Fig.4a The function of FHL complex and HycA

Fig.4b The system of "Inhibition without knockout"

By introducing plasmids with many decoy binding sites of the target proteins, we tried to prevent repressors from acting on genomic sites.

Suppressor of Multi-Negative Feedback System of Clock Devise

In our project, Multicellular Analog Clock, we needed a suppressor to be used for the Multi-Negative Feedback System and UV reset devise. Our clock devise uses novel systems which are not seen in previous papers or past iGEM project and it is difficult to say what kind of suppressors is best unless we actually try them. So we designed two kinds of sRNAs that bind to the TIR of mCherry and luxI as the suppressors (anti-mCherry and anti-luxI).

sRNA suppressors will behave differently from AiiA and TetR. sRNAs express and decompose more rapidly than suppresors based on these proteins and act on different targets.

The two sRNAs are act on different molecules within the clock pathway and therefore expected to influence clock behavior differently. Translational inhibition is caused only by sRNAs binding to the TIR of the target gene while degradation by RNase E is caused by any sRNAs binding to the mRNA.

The differences of mechanisms may lead to various patterns of suppression of various strength and time.


[1]Aiba, H. (2007). Mechanism of RNA silencing by Hfq-binding small RNAs. Current opinion in microbiology, 10(2), 134-139.

[2]Na, D., Yoo, S. M., Chung, H., Park, H., Park, J. H., & Lee, S. Y. (2013). Metabolic engineering of Escherichia coli using synthetic small regulatory RNAs. Nature biotechnology.

[3]Yoo, S. M., Na, D., & Lee, S. Y. (2013). Design and use of synthetic regulatory small RNAs to control gene expression in Escherichia coli.
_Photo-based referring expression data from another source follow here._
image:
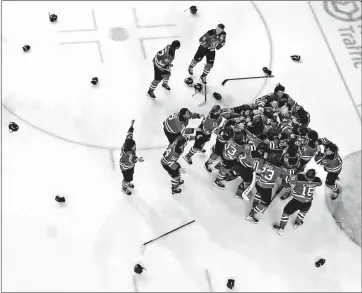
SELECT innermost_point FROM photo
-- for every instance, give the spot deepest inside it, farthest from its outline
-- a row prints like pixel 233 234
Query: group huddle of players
pixel 257 144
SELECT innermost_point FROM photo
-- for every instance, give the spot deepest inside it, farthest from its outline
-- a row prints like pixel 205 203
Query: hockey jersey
pixel 128 158
pixel 306 152
pixel 250 158
pixel 173 124
pixel 269 174
pixel 208 124
pixel 332 164
pixel 210 40
pixel 164 58
pixel 302 189
pixel 170 156
pixel 232 150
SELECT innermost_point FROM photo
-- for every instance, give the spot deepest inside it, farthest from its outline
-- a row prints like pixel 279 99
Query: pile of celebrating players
pixel 260 144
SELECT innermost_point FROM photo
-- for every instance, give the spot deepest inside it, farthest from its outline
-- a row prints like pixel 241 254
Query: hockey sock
pixel 192 151
pixel 207 69
pixel 125 184
pixel 284 220
pixel 175 181
pixel 193 63
pixel 165 80
pixel 247 184
pixel 153 85
pixel 300 217
pixel 286 190
pixel 221 176
pixel 210 161
pixel 257 199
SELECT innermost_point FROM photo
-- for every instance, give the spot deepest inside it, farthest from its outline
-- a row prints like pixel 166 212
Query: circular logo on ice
pixel 343 10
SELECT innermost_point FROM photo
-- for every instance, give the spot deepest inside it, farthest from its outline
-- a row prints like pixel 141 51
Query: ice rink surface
pixel 71 133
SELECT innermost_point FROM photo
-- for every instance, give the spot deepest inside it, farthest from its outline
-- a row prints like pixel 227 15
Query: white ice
pixel 91 243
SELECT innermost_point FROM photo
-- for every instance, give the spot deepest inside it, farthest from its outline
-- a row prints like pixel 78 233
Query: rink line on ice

Nature protocols, 8(9), 1694-1707.

[4]Munoz, A. J., Hernandez-Chavez, G., de Anda, R., Martinez, A., Bolivar, F., & Gosset, G. (2011). Metabolic engineering of Escherichia coli for improving L-3, 4-dihydroxyphenylalanine (L-DOPA) synthesis from glucose. Journal of industrial microbiology & biotechnology, 38(11), 1845-1852.

[5]Maeda, T., Sanchez‐Torres, V., & Wood, T. K. (2008). Metabolic engineering to enhance bacterial hydrogen production. Microbial Biotechnology, 1(1), 30-39.